It’s true that data is the new gold. But unused data is as useless as unmined gold. The more relevant data you’re able to feed your machine models, the more productive and accurate they’ll be. And that’s why data science teams are so crucial to AI projects; they are able to process the data and make sense of it, making it actionable. Data science teams possess the unique skillset necessary for managing vast quantities of data and using it to improve machine models specifically, and business processes as a whole.

#4. Remember: There’s No Time Like the Present

While there’s no such thing as too much data for AI, there’s also a point where enough data has been collected that you should start, or risk becoming paralyzed by a pursuit of perfection. If you delay starting until you are able to make your AI perfect, you’ll never get started. Because your AI will never be perfect.

Similarly, if you over-analyze your machine models, you’ll never get to launch. In part, that’s because AI and ML are, by their very nature, constantly improving processes — the work is never really done.

Yes, the more data you feed your models the better they will be. But you must get your models out the door and into the real world at some point for them to begin delivering results. Beginning with the data you have available is better than not beginning at all.

It’s Easy to Put the Hardest Part Behind You

A 2018 McKinsey survey found that only one in five companies has embedded AI within multiple components of their business. And a mere 3% of large companies have integrated AI across a broad spectrum of their enterprise workflows.

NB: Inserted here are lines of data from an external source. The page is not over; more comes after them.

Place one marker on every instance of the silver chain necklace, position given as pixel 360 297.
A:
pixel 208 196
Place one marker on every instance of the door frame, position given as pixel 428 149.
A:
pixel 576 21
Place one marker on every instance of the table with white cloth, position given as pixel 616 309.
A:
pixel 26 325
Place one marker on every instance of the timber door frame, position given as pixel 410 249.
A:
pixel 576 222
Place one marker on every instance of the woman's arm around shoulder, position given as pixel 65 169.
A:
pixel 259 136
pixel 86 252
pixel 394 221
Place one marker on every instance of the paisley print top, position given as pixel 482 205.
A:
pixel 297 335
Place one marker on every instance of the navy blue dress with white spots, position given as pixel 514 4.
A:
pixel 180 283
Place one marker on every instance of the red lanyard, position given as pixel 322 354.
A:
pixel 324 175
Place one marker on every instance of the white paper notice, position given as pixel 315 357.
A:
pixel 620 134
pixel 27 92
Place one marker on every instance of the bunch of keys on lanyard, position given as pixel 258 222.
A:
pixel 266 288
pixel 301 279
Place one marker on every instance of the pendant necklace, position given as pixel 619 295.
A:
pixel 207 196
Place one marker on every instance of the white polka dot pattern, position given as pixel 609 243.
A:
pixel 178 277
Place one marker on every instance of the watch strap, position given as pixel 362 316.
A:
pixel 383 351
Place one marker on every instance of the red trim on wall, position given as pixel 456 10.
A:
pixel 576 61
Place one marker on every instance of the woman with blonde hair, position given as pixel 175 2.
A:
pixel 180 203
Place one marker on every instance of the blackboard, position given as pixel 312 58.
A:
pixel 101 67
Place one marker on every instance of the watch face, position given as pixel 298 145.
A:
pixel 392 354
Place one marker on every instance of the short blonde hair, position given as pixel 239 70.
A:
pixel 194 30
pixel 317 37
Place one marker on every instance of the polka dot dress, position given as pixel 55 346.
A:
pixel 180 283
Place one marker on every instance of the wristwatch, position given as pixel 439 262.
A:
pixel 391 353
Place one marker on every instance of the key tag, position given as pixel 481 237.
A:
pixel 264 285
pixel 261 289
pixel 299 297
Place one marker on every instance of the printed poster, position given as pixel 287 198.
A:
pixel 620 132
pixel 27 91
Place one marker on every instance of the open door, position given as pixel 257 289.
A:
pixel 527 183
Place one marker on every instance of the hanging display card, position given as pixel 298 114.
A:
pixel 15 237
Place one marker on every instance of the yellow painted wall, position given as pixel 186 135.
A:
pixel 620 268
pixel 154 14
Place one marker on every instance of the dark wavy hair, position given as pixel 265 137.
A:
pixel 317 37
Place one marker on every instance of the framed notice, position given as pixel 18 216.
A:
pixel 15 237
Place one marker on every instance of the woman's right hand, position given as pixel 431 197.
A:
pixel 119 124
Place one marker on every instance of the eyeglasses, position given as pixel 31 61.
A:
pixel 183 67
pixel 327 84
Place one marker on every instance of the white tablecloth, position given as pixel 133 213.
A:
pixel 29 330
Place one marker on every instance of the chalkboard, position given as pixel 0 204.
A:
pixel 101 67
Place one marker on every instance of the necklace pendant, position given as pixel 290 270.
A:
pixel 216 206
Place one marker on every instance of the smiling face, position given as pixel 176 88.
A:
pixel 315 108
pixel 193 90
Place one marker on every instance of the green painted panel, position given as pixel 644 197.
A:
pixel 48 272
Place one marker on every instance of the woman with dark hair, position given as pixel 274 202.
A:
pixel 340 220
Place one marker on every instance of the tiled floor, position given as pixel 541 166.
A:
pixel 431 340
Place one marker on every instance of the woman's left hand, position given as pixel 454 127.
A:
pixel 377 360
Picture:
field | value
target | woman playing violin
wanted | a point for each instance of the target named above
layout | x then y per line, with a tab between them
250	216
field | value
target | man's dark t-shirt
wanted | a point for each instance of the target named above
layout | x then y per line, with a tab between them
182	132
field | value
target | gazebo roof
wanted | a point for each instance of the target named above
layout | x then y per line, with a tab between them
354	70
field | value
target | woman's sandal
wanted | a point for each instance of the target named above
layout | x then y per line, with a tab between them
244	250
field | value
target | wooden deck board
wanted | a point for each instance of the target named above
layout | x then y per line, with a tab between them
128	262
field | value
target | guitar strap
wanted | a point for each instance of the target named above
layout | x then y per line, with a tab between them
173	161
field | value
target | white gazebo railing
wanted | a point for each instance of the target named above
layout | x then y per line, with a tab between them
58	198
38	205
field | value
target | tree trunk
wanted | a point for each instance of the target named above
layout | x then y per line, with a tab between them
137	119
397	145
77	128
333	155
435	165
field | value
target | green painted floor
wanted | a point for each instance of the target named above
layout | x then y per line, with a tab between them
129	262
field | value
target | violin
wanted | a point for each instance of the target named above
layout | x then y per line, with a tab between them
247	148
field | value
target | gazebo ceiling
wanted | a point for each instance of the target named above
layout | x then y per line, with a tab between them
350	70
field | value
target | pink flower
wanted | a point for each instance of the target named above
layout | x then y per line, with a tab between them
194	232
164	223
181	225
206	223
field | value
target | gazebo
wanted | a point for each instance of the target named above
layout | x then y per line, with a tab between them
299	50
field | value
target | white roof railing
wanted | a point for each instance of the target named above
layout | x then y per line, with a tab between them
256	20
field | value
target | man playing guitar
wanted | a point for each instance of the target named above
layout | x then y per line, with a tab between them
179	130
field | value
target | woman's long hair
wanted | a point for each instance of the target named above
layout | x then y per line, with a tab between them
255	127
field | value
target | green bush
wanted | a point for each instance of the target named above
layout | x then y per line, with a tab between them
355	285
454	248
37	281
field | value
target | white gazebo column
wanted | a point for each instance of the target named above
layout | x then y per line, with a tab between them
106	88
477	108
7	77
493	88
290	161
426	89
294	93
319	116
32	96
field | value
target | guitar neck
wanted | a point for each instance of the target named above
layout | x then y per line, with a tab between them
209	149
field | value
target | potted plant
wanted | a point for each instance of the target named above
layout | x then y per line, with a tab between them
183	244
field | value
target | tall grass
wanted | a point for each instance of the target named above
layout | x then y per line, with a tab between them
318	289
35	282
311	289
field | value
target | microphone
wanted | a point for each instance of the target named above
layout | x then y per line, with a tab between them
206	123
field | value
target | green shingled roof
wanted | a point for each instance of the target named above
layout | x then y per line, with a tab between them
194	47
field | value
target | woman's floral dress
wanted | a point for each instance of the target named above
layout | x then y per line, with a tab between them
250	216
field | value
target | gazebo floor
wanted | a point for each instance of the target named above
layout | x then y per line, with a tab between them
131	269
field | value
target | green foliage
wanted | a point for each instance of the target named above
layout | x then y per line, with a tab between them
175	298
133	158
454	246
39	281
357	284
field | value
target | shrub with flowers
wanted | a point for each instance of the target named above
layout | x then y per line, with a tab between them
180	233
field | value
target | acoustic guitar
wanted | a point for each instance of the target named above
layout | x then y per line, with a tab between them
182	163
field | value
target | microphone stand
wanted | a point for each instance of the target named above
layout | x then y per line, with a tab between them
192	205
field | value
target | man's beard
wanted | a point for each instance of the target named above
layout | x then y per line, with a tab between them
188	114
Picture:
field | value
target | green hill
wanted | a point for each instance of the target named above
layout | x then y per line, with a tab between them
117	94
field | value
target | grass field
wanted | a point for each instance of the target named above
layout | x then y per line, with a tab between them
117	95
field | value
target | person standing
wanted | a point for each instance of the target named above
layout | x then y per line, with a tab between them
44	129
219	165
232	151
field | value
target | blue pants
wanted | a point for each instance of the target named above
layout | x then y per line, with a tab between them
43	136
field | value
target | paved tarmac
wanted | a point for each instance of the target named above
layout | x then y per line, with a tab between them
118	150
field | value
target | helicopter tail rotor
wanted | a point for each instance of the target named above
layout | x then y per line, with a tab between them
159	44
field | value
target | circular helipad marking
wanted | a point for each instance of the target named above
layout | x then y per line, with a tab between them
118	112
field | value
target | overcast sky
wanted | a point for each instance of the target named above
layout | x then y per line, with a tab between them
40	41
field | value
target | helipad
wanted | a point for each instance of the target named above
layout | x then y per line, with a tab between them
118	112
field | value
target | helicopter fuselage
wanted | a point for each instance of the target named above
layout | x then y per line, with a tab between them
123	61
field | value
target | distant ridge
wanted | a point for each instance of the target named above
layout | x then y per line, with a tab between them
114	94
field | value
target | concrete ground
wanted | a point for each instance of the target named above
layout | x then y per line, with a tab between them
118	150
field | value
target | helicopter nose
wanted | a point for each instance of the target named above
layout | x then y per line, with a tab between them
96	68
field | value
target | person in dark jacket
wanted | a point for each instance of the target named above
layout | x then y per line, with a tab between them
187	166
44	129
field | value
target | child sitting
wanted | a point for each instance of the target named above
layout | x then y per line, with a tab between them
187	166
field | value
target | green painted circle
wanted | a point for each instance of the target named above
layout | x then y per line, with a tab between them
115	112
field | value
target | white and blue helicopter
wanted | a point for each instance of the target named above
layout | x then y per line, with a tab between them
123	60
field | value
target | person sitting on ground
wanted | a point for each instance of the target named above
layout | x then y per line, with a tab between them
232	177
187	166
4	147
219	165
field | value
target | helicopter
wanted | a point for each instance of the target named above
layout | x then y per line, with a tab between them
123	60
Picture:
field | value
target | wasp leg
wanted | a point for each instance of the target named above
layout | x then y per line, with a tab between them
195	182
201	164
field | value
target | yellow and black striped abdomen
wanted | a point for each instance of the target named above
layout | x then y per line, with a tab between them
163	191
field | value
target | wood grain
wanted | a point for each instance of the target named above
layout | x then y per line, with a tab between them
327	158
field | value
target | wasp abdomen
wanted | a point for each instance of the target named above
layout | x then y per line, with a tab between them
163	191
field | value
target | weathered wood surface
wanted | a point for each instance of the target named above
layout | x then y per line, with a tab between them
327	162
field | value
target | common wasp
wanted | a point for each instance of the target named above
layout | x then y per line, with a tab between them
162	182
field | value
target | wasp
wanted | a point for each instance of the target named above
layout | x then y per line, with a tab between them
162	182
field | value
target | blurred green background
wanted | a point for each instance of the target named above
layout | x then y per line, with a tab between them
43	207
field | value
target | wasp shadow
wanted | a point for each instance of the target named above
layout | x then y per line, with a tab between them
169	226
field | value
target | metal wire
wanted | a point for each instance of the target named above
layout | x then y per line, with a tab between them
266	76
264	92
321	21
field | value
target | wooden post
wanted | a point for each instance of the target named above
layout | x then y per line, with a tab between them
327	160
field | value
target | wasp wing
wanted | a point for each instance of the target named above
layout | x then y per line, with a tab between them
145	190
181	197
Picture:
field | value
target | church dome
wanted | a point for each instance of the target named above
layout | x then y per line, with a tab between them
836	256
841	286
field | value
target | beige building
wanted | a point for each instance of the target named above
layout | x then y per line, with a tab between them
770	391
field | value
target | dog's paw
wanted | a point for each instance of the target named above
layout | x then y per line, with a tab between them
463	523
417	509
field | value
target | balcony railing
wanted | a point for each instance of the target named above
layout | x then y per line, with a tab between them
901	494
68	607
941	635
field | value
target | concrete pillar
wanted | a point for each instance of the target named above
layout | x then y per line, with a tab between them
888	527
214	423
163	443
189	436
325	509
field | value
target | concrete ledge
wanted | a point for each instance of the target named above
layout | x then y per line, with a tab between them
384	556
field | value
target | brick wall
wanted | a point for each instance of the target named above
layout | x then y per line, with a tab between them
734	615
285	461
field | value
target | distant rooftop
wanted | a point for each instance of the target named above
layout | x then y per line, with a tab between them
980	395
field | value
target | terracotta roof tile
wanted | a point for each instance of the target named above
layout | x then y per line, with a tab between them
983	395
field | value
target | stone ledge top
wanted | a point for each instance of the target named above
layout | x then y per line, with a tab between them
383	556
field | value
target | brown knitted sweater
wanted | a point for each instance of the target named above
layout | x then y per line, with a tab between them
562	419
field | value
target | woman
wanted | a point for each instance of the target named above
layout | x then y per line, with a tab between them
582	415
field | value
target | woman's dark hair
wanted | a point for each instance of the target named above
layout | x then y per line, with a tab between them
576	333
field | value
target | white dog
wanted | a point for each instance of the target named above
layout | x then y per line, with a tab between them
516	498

Why have so few organizations begun to tap into the benefits of AI? Why are so many risking the competitive disadvantages of falling behind with AI? Perhaps it’s for a very simple reason: getting started can be the most difficult task in the AI-ML modernization journey. But, paradoxically, the getting-started roadblock can be the easiest to overcome. It just requires the will to move ahead in the journey, along with the establishment of a sound procedural foundation.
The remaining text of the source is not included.